Wyrok jest prawidłowy, w żadnym zakresie nie wymagał korekty sądu odwoławczego - uzasadniała utrzymanie orzeczenia sędzia Halina Czaban. Podkreślała - odnosząc się do zebranych dowodów, w tym do zeznań pokrzywdzonego, które sąd uznał za wiarygodne i potwierdzone w zeznaniach świadków - że było to przestępstwo na tle rasistowskim i o charakterze chuligańskim.

Sędzia zwracała uwagę, że zajście negatywnie wpłynęło na życie Algierczyka, który w śledztwie nie chciał w szczegółach opisywać napaści, mówił że czuje potrzebę wybaczenia sprawcy. Ewidentnie obawiał się, aby jego zeznania nie stały się przyczyną ponownych, pewnych zachowań środowiska, w którym obraca się oskarżony (...). Jednoznacznie widać, że bardzo przeżył to zdarzenie - dodała sędzia Czaban.

Podkreślała, że sam oskarżony w trakcie procesu w pierwszej instancji (na rozprawę odwoławczą nie przyszedł, nie pojawił się też jego obrońca) nie okazywał skruchy, a jego żal nie był szczery. Jego tłumaczenia, dlaczego do tej sytuacji doszło, są po prostu irracjonalne - mówiła sędzia. Przypominała bezpodstawne zarzuty, jakoby Algierczyk niewłaściwie traktował pracownice.

Sędzia mówiła, że sprawca zachowywał się tak, jakby uważał pokrzywdzonego za "innego, gorszego, niż on sam człowieka". Czyli ewidentnie zanegował prawo do funkcjonowania pokrzywdzonego na równi z nim w przestrzeni publicznej - dodała. Przyznała, że takie zdarzenia na tle rasistowskim nie są, zwłaszcza w ostatnim czasie, takie rzadkie.

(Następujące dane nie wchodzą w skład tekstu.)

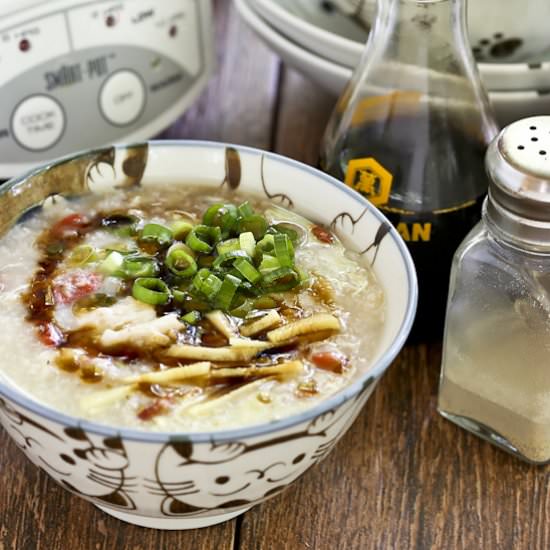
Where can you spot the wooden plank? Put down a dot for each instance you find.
(238, 103)
(403, 477)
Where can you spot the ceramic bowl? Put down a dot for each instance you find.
(188, 480)
(508, 106)
(339, 39)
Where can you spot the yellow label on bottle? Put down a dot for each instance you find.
(415, 232)
(371, 179)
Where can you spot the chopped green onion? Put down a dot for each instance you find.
(247, 242)
(243, 309)
(281, 279)
(245, 210)
(267, 244)
(157, 233)
(180, 262)
(229, 257)
(205, 261)
(112, 264)
(203, 238)
(179, 296)
(228, 246)
(268, 263)
(284, 250)
(255, 223)
(227, 292)
(139, 266)
(180, 229)
(265, 302)
(247, 270)
(151, 291)
(82, 254)
(220, 215)
(207, 283)
(192, 318)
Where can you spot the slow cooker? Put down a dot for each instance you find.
(76, 74)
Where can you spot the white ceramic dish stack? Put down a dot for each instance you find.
(325, 45)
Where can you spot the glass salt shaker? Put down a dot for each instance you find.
(495, 378)
(410, 132)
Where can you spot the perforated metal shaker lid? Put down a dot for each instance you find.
(518, 163)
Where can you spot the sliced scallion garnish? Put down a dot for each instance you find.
(227, 292)
(180, 262)
(247, 270)
(228, 258)
(139, 266)
(228, 246)
(157, 233)
(192, 318)
(203, 238)
(112, 263)
(180, 229)
(254, 223)
(268, 263)
(247, 242)
(284, 251)
(151, 291)
(207, 283)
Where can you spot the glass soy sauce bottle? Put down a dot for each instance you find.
(410, 132)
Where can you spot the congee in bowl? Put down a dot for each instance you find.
(182, 310)
(187, 327)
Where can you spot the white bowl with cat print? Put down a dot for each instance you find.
(170, 480)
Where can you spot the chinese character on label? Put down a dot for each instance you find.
(371, 179)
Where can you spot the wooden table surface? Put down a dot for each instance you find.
(402, 477)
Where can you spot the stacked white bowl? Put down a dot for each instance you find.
(509, 39)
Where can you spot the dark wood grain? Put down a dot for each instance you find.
(403, 477)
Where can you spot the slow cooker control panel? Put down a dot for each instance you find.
(77, 74)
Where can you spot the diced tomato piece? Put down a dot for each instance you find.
(330, 360)
(50, 335)
(69, 226)
(322, 234)
(72, 286)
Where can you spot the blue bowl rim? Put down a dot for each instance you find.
(238, 434)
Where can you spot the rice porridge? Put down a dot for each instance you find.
(174, 310)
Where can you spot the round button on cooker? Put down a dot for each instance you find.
(38, 123)
(122, 98)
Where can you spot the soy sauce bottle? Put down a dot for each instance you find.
(410, 132)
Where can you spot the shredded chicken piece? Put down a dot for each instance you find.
(233, 353)
(171, 375)
(222, 323)
(288, 368)
(105, 398)
(125, 312)
(152, 334)
(266, 322)
(204, 407)
(319, 322)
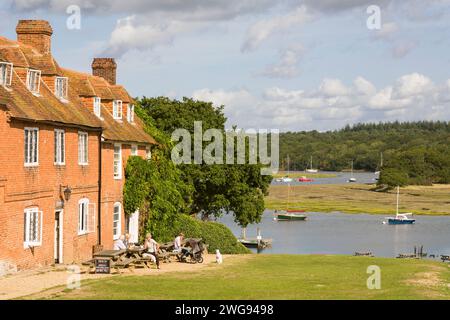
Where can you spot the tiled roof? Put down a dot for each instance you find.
(90, 86)
(24, 105)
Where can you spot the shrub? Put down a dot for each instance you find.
(214, 234)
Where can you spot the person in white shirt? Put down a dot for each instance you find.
(151, 248)
(119, 243)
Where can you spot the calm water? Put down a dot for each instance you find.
(341, 178)
(339, 233)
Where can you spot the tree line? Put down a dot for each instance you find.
(417, 151)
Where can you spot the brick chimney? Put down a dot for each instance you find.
(36, 33)
(105, 68)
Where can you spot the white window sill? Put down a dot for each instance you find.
(31, 165)
(28, 245)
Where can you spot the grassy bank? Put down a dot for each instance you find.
(280, 277)
(298, 174)
(358, 198)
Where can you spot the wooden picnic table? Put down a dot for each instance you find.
(113, 254)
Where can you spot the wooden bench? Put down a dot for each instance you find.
(124, 263)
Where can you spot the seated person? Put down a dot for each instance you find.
(119, 243)
(177, 243)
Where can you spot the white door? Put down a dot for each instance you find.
(133, 227)
(58, 236)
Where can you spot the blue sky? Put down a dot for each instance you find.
(288, 65)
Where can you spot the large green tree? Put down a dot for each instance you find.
(218, 188)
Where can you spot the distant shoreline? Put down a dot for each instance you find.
(359, 198)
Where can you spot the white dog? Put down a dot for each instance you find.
(219, 259)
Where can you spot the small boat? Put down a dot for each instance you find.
(400, 218)
(311, 170)
(290, 215)
(352, 179)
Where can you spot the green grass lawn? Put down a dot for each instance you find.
(279, 277)
(298, 174)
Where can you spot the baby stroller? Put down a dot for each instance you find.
(194, 253)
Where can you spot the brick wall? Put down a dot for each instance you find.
(112, 189)
(40, 187)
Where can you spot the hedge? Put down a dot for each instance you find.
(214, 234)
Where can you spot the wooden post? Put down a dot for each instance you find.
(258, 237)
(243, 233)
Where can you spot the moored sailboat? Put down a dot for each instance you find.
(289, 215)
(311, 170)
(400, 218)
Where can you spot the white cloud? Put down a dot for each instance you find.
(412, 85)
(264, 29)
(130, 33)
(287, 67)
(333, 105)
(333, 87)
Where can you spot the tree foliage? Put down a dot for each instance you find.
(218, 188)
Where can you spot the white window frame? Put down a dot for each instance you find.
(117, 109)
(37, 241)
(36, 86)
(134, 150)
(97, 106)
(63, 95)
(86, 217)
(130, 113)
(83, 154)
(60, 147)
(5, 76)
(33, 150)
(117, 164)
(118, 228)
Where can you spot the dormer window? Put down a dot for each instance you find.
(117, 109)
(97, 106)
(33, 80)
(5, 74)
(130, 113)
(61, 87)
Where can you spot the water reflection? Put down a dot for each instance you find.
(338, 233)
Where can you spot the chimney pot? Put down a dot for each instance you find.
(105, 68)
(35, 33)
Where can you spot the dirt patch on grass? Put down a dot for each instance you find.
(429, 283)
(52, 283)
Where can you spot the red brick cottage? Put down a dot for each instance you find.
(65, 138)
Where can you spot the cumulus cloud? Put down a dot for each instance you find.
(287, 66)
(333, 104)
(130, 33)
(263, 29)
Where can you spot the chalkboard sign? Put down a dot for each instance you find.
(102, 265)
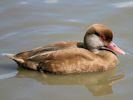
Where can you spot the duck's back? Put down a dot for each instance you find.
(64, 57)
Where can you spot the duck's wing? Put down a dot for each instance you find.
(67, 60)
(47, 48)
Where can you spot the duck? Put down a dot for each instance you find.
(97, 53)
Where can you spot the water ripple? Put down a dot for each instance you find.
(124, 4)
(3, 76)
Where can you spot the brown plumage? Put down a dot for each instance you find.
(95, 54)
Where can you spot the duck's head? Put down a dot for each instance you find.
(99, 36)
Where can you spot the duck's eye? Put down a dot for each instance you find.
(96, 33)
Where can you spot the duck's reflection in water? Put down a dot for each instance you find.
(97, 83)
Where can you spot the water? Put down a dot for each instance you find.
(26, 24)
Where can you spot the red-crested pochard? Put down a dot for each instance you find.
(95, 54)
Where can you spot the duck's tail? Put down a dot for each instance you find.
(13, 57)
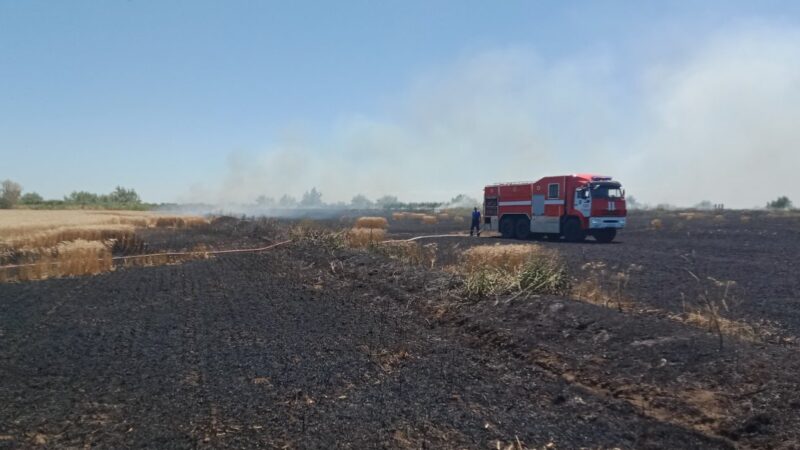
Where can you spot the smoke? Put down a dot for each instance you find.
(717, 121)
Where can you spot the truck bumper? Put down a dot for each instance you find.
(599, 223)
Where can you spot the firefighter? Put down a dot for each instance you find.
(476, 222)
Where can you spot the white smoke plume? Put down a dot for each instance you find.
(717, 121)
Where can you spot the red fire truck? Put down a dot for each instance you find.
(572, 206)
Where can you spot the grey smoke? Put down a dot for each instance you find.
(717, 121)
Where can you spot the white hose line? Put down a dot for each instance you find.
(432, 236)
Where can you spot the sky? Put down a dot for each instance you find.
(223, 101)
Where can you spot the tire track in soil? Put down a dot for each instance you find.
(274, 354)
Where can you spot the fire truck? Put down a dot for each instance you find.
(568, 206)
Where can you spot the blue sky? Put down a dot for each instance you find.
(222, 101)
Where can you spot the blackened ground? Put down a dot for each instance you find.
(298, 347)
(757, 251)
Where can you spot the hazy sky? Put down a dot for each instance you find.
(225, 100)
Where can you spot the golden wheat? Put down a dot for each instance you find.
(372, 222)
(46, 244)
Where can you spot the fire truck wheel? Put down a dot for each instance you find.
(522, 228)
(507, 228)
(605, 236)
(573, 231)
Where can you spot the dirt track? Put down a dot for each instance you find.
(310, 347)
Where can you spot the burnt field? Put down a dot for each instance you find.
(681, 334)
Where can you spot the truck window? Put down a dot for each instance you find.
(552, 190)
(606, 191)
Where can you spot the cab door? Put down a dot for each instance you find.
(583, 202)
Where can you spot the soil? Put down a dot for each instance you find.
(313, 346)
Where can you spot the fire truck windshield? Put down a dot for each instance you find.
(606, 190)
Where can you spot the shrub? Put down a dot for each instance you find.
(9, 194)
(780, 203)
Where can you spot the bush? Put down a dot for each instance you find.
(780, 203)
(31, 198)
(9, 194)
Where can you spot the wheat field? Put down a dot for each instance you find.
(72, 242)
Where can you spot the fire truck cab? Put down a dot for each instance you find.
(572, 206)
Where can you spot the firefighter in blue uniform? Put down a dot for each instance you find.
(476, 222)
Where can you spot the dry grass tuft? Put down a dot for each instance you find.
(605, 286)
(430, 220)
(505, 269)
(372, 222)
(78, 257)
(412, 253)
(503, 257)
(364, 237)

A kwestionowanie prawa innych osób do bycia traktowanymi równo może mieć doniosłe konsekwencje zarówno w ramach lokalnej społeczności, a następnie szerzej, również w wymiarze ogólnokrajowym no i ogólnoświatowym - powiedziała sędzia Czaban. Podkreślała, że negacja prawa "do bycia innym" może prowadzić do skutków nawet w postaci konfliktów zbrojnych. Dodała, że zapewnienie poczucia bezpieczeństwa w Polsce przedstawicielom innych narodowości "jednoznacznie wymaga odpowiedniej reakcji karnej".